“But, I—Well, you see——”
“Yes, I know, but I’ve seen some of your shots,” John broke in. “They’re good. Good enough for me. You wait. We’re a full half hour ahead of the other papers. It will be a scoop. You’ll see one of your pictures on the front page under a screaming head-line.”
And he did.
That was not all there was to it either. Jimmie had just finished reading a book called, “Mysteries of Real Life.” The part cameras have played in solving death mysteries had been told in this book in detail. After making the shots of the dead man required by the reporter, he took a number of others on his own. These pictures, when developed and enlarged, were presented to the coroner’s jury and went far toward helping to prove that this was a case of suicide and not of murder.

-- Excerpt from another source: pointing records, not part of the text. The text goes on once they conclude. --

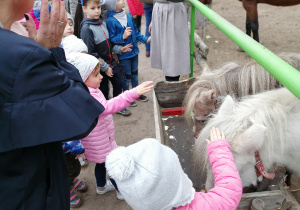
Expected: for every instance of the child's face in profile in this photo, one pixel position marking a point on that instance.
(92, 10)
(120, 5)
(95, 78)
(69, 29)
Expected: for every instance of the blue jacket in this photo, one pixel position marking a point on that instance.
(116, 32)
(42, 97)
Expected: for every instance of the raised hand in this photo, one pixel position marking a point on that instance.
(127, 32)
(215, 135)
(148, 40)
(145, 87)
(51, 29)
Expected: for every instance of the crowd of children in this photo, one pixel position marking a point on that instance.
(151, 167)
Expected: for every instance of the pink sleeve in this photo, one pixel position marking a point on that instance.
(227, 192)
(131, 7)
(36, 21)
(117, 103)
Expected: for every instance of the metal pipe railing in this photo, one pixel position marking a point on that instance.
(282, 71)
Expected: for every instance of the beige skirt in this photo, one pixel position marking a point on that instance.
(170, 47)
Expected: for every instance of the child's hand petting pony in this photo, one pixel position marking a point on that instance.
(215, 135)
(145, 87)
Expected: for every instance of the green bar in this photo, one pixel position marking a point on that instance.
(282, 71)
(192, 39)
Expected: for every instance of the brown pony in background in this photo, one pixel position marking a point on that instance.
(208, 91)
(252, 16)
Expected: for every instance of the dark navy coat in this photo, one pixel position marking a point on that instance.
(42, 97)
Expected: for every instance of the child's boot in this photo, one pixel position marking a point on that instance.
(119, 196)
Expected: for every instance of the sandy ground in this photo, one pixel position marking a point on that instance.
(279, 32)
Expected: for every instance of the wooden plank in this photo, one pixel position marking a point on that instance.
(178, 135)
(171, 94)
(289, 202)
(272, 199)
(257, 204)
(280, 174)
(200, 45)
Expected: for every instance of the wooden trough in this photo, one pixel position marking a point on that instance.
(175, 132)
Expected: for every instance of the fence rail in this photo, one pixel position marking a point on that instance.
(282, 71)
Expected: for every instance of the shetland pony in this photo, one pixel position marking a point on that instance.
(252, 15)
(204, 95)
(268, 122)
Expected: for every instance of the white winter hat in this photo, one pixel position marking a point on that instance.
(149, 176)
(73, 44)
(85, 63)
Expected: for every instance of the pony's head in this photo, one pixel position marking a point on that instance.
(244, 138)
(204, 95)
(201, 98)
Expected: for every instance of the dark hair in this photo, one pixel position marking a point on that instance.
(78, 18)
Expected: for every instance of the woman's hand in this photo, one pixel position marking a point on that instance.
(144, 87)
(215, 135)
(51, 29)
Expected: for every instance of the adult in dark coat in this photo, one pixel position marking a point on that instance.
(42, 102)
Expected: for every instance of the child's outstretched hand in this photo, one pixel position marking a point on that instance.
(148, 40)
(215, 135)
(126, 48)
(109, 72)
(127, 33)
(145, 87)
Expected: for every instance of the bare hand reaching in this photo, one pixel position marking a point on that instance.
(127, 33)
(51, 29)
(109, 72)
(215, 135)
(126, 48)
(145, 87)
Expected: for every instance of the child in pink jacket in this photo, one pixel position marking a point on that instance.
(101, 141)
(149, 176)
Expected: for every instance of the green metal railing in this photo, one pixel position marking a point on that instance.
(282, 71)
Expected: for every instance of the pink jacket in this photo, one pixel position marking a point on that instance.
(227, 192)
(101, 141)
(135, 7)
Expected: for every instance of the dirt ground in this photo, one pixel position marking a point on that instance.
(279, 32)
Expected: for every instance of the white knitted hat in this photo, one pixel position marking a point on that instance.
(149, 176)
(85, 63)
(73, 44)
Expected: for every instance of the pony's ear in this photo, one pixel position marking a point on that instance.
(208, 96)
(251, 140)
(226, 106)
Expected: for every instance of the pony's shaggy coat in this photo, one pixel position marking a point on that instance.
(268, 122)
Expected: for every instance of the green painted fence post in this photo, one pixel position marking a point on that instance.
(282, 71)
(192, 40)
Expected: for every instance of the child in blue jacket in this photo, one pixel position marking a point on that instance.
(73, 150)
(123, 31)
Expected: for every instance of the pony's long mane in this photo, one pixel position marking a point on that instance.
(269, 109)
(237, 80)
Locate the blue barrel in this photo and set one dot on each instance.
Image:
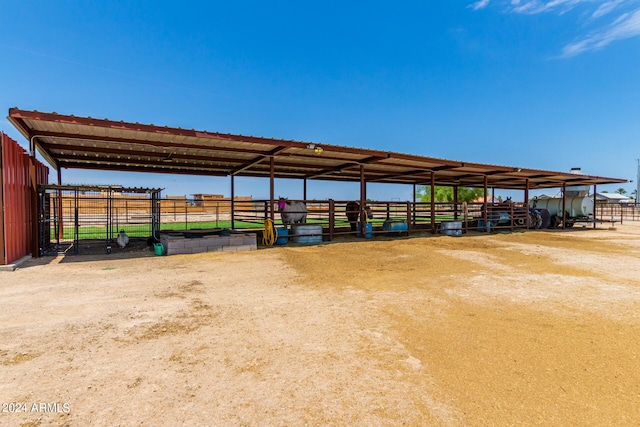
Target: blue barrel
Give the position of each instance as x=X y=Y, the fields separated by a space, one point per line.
x=368 y=229
x=283 y=235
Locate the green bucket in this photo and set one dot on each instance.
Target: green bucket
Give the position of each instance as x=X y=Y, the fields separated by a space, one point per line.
x=158 y=249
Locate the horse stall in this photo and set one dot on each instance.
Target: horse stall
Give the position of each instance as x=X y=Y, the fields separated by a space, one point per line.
x=90 y=219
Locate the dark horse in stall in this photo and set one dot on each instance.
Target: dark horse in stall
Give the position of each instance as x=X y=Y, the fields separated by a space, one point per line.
x=353 y=213
x=292 y=212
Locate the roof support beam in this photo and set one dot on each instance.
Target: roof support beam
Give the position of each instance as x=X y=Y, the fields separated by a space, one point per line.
x=259 y=159
x=345 y=166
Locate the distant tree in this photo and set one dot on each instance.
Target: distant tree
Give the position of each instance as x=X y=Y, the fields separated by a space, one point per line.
x=445 y=194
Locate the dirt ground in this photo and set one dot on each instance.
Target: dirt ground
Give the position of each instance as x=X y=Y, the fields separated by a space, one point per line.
x=535 y=328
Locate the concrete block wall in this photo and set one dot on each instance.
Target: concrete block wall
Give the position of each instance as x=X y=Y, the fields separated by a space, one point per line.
x=236 y=242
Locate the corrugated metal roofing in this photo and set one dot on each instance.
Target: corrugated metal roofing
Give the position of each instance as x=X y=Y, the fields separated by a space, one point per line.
x=88 y=143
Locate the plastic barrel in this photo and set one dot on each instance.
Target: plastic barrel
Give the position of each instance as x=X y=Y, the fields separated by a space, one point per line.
x=391 y=225
x=368 y=229
x=158 y=249
x=283 y=235
x=451 y=228
x=312 y=233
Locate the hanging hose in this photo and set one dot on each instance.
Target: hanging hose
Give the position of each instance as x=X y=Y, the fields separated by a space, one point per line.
x=269 y=234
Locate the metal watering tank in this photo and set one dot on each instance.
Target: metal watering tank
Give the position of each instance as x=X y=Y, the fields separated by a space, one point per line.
x=576 y=207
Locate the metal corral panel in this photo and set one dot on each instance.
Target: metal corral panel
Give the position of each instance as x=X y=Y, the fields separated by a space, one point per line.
x=16 y=220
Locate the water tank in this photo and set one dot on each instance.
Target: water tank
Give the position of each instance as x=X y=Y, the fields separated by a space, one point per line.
x=575 y=206
x=451 y=228
x=577 y=190
x=306 y=233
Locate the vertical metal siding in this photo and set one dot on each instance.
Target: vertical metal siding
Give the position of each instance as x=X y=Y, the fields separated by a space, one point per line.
x=18 y=224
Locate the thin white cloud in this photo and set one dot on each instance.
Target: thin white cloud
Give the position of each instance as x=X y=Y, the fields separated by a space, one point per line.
x=480 y=4
x=624 y=15
x=626 y=26
x=606 y=8
x=536 y=6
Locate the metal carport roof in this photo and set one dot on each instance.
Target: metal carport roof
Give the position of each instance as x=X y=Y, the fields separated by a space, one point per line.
x=67 y=141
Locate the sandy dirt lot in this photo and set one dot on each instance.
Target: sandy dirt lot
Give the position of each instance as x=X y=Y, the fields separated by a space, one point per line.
x=536 y=328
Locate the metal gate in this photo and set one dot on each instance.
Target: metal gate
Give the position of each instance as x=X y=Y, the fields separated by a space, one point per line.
x=87 y=219
x=17 y=213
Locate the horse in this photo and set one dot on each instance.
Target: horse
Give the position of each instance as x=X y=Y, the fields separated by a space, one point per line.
x=353 y=213
x=292 y=212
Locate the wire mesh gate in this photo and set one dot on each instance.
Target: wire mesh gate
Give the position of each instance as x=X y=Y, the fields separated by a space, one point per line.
x=87 y=219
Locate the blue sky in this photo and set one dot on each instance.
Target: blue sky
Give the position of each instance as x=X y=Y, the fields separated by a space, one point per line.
x=528 y=83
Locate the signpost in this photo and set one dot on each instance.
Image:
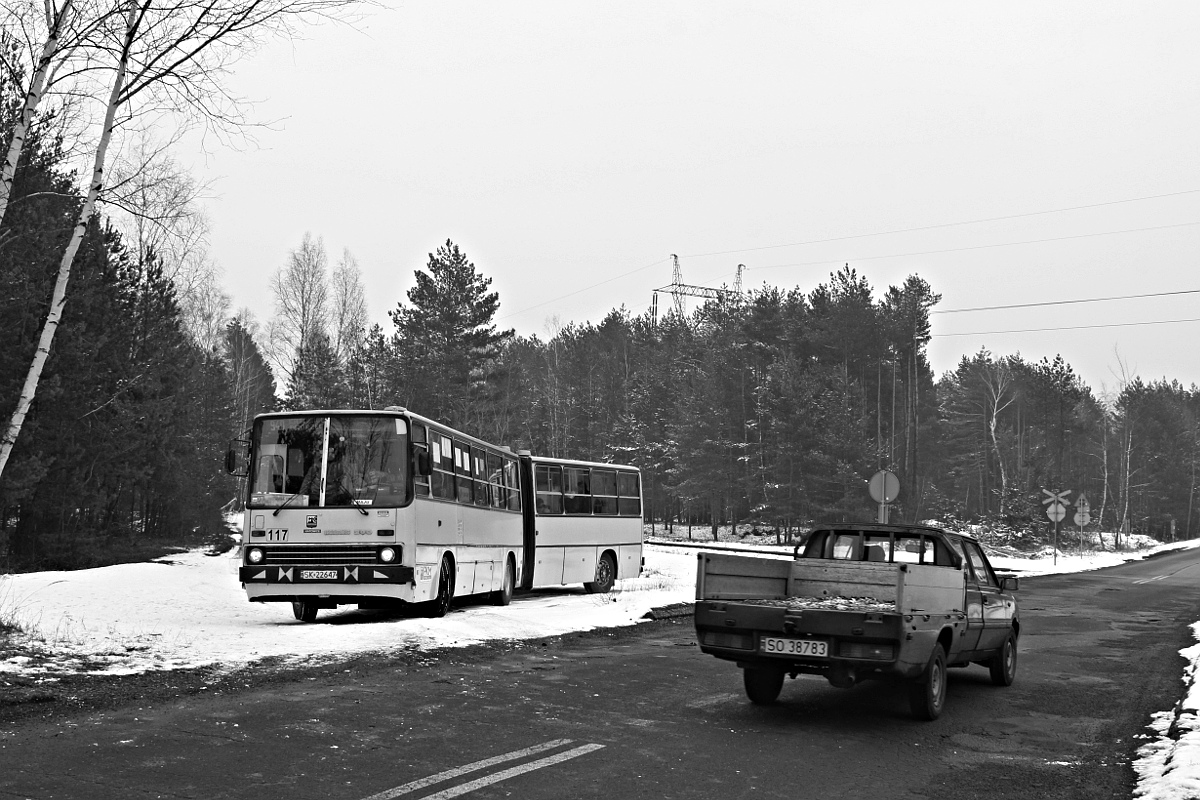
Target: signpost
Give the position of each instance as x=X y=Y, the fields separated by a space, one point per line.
x=885 y=487
x=1083 y=517
x=1056 y=509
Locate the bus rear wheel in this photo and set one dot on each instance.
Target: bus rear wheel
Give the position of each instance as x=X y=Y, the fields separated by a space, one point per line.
x=503 y=596
x=305 y=609
x=606 y=576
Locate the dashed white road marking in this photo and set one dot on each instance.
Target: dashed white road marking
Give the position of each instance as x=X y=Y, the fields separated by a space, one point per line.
x=474 y=767
x=513 y=771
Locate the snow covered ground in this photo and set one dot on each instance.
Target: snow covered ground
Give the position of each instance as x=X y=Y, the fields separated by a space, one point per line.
x=189 y=611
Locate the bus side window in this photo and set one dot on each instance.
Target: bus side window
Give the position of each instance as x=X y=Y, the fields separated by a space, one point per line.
x=513 y=480
x=462 y=471
x=269 y=476
x=479 y=476
x=577 y=489
x=497 y=492
x=420 y=482
x=549 y=487
x=604 y=492
x=629 y=501
x=295 y=470
x=442 y=480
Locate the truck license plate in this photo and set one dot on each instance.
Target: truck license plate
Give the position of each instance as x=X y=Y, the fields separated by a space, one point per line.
x=318 y=575
x=779 y=647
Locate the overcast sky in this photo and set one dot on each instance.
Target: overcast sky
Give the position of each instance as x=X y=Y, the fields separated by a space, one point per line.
x=1006 y=152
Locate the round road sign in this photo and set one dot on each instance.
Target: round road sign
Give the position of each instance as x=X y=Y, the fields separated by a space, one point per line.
x=883 y=486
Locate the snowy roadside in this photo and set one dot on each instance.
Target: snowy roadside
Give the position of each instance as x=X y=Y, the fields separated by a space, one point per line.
x=189 y=611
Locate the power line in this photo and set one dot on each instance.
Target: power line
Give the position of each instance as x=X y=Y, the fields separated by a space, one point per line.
x=1066 y=302
x=943 y=224
x=961 y=250
x=1069 y=328
x=571 y=294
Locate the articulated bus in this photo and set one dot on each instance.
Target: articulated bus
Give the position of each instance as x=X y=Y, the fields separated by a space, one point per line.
x=384 y=509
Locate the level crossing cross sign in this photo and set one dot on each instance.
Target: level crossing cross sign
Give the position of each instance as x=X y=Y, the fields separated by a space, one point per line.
x=1056 y=504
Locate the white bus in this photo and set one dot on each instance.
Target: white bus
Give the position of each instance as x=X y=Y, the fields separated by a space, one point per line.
x=382 y=509
x=583 y=522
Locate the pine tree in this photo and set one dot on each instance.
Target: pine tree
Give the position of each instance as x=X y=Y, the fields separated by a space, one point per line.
x=445 y=342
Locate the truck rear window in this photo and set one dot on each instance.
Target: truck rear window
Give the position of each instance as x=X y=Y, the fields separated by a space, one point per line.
x=877 y=546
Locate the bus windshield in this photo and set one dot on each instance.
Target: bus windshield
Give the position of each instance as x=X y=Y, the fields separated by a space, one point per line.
x=330 y=461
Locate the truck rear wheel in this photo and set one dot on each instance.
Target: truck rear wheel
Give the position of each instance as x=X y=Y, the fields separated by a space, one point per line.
x=762 y=684
x=1003 y=663
x=927 y=695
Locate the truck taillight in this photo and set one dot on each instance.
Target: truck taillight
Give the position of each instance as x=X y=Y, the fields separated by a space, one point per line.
x=867 y=650
x=726 y=639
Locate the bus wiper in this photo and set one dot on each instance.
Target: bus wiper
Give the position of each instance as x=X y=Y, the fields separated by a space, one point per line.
x=282 y=505
x=348 y=494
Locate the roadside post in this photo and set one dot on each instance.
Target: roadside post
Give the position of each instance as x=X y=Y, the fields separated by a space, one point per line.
x=1056 y=509
x=1083 y=517
x=885 y=487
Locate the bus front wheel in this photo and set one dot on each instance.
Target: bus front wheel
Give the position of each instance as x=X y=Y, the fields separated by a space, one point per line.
x=441 y=605
x=305 y=609
x=606 y=576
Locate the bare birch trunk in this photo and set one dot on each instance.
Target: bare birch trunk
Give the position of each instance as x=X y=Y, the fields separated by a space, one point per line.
x=59 y=298
x=33 y=97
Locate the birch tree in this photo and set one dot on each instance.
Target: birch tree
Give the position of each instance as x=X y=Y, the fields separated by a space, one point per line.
x=162 y=58
x=301 y=306
x=46 y=43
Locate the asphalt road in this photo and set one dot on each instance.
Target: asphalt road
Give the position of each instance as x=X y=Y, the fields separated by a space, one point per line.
x=640 y=713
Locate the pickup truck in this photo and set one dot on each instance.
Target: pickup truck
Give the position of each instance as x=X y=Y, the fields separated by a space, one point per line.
x=859 y=602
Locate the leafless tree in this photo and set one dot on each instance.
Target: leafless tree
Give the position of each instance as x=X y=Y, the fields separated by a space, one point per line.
x=151 y=56
x=301 y=305
x=349 y=308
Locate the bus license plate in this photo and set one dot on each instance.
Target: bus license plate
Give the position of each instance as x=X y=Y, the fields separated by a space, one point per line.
x=318 y=575
x=778 y=647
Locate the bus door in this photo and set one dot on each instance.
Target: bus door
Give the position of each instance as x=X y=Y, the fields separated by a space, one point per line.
x=547 y=554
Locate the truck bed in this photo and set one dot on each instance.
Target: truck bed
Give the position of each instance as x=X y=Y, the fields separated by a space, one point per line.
x=897 y=588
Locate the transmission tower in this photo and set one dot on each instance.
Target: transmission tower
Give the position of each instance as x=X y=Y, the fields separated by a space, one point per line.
x=679 y=290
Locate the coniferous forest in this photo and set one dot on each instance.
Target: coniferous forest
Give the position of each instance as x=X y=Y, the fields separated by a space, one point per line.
x=767 y=409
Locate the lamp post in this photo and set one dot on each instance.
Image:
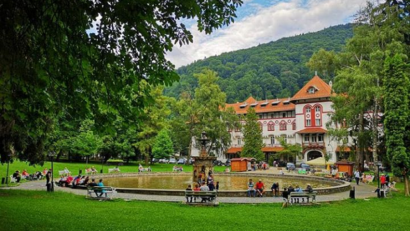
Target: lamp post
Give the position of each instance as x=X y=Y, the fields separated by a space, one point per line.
x=8 y=165
x=51 y=156
x=102 y=164
x=379 y=164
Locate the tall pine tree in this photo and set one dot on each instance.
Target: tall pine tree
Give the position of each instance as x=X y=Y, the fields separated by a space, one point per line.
x=252 y=136
x=397 y=113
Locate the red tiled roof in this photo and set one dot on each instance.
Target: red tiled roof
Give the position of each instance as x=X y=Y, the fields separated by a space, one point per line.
x=312 y=130
x=234 y=150
x=242 y=159
x=272 y=149
x=268 y=107
x=345 y=149
x=322 y=90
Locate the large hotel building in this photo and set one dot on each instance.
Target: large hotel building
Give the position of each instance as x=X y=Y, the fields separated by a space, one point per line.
x=300 y=119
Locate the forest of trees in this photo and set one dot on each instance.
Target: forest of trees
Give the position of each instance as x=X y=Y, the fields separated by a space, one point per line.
x=275 y=69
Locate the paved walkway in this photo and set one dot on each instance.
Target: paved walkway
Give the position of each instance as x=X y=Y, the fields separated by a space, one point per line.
x=362 y=191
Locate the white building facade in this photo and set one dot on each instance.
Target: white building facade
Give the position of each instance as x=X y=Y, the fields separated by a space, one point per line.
x=301 y=119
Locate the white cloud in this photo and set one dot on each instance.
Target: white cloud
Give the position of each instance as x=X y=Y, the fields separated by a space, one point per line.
x=267 y=24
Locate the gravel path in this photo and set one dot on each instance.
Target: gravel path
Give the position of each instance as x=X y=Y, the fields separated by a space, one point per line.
x=362 y=191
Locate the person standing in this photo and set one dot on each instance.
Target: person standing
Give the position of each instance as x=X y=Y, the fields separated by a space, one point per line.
x=251 y=190
x=357 y=176
x=48 y=181
x=189 y=198
x=259 y=188
x=210 y=180
x=382 y=180
x=275 y=189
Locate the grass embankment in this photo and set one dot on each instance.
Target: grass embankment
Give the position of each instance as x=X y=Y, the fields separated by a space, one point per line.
x=75 y=167
x=35 y=210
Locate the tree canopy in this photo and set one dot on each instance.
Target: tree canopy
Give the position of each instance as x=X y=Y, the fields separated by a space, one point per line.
x=84 y=57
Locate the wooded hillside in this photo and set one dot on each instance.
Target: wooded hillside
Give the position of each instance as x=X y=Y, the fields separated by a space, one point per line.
x=275 y=69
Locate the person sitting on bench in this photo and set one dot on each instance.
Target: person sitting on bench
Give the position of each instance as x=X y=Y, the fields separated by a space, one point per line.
x=204 y=188
x=259 y=188
x=101 y=184
x=189 y=198
x=17 y=176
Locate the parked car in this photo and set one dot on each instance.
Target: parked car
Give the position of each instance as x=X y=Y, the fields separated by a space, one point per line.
x=305 y=166
x=228 y=162
x=172 y=161
x=290 y=166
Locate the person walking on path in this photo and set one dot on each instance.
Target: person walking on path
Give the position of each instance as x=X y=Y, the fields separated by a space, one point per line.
x=48 y=181
x=357 y=176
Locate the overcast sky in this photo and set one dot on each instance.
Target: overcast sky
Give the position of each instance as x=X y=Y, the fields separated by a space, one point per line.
x=262 y=21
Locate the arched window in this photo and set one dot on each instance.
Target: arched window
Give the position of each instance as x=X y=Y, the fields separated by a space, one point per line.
x=283 y=125
x=271 y=126
x=318 y=116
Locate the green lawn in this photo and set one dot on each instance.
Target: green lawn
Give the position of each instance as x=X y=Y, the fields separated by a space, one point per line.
x=35 y=210
x=75 y=167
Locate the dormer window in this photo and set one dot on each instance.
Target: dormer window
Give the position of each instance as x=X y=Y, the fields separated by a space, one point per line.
x=312 y=90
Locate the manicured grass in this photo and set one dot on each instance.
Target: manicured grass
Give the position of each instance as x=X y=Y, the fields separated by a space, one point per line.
x=35 y=210
x=75 y=167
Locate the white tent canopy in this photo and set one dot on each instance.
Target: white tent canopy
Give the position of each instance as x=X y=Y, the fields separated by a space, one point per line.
x=319 y=162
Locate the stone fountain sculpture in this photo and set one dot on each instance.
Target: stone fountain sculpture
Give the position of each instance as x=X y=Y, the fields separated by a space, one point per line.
x=203 y=165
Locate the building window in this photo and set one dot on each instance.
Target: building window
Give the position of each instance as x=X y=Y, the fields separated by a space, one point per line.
x=320 y=138
x=307 y=138
x=285 y=139
x=271 y=126
x=313 y=138
x=283 y=126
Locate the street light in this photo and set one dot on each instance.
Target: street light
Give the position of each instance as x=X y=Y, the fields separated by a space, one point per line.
x=8 y=165
x=102 y=164
x=379 y=164
x=51 y=156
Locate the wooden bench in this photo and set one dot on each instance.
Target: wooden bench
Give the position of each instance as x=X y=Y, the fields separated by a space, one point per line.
x=202 y=196
x=115 y=170
x=12 y=179
x=295 y=196
x=93 y=191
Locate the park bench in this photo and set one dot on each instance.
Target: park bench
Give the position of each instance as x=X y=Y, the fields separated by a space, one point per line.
x=113 y=170
x=93 y=191
x=12 y=179
x=295 y=196
x=208 y=197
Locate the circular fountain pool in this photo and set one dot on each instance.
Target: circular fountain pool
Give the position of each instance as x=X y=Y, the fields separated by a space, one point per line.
x=231 y=184
x=226 y=182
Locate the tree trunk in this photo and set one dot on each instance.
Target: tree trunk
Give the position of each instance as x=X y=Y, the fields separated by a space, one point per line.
x=375 y=131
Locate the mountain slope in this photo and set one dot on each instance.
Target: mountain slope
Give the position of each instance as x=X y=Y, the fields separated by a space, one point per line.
x=275 y=69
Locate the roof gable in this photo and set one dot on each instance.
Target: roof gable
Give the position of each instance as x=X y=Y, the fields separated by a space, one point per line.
x=315 y=88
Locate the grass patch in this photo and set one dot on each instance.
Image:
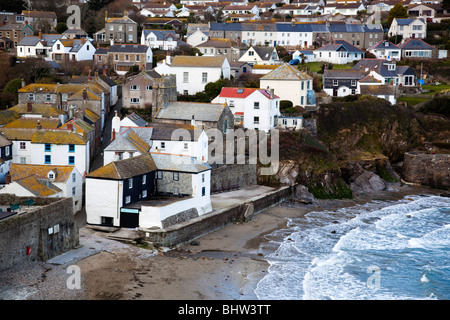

After that, on many a summer afternoon Jimmie did not answer to the call of “Boy!”, for he was not there, but was off with his good pal, John, shooting a story.
Needless to say, Jimmie went in stronger than ever for candid cameras. He haunted a shop window where telescopic lenses were displayed, spent many hours studying methods of taking pictures in the dark with the aid of infra-red rays and dreamed strange dreams of thrilling photographic adventures.
Needless to say, none of those dreams had been more fantastic than the thing that had just happened to him there on the bridge in the fog.
It had begun with a book he had read on his day off. For once he had abandoned camera craft and had lost himself in a western story of wild adventure. The hero of this story shot from the hips and always got his man.
“Why not?” Jimmie whispered, thinking of his camera. “A shot from the belt, a touch of the button, a click, a flash, and there you have it, a picture.”
He tried it and with good results. By training his eye to measure distances accurately he could set his camera for eight, ten, or fifteen feet and get a fairly sharp picture three times out of four.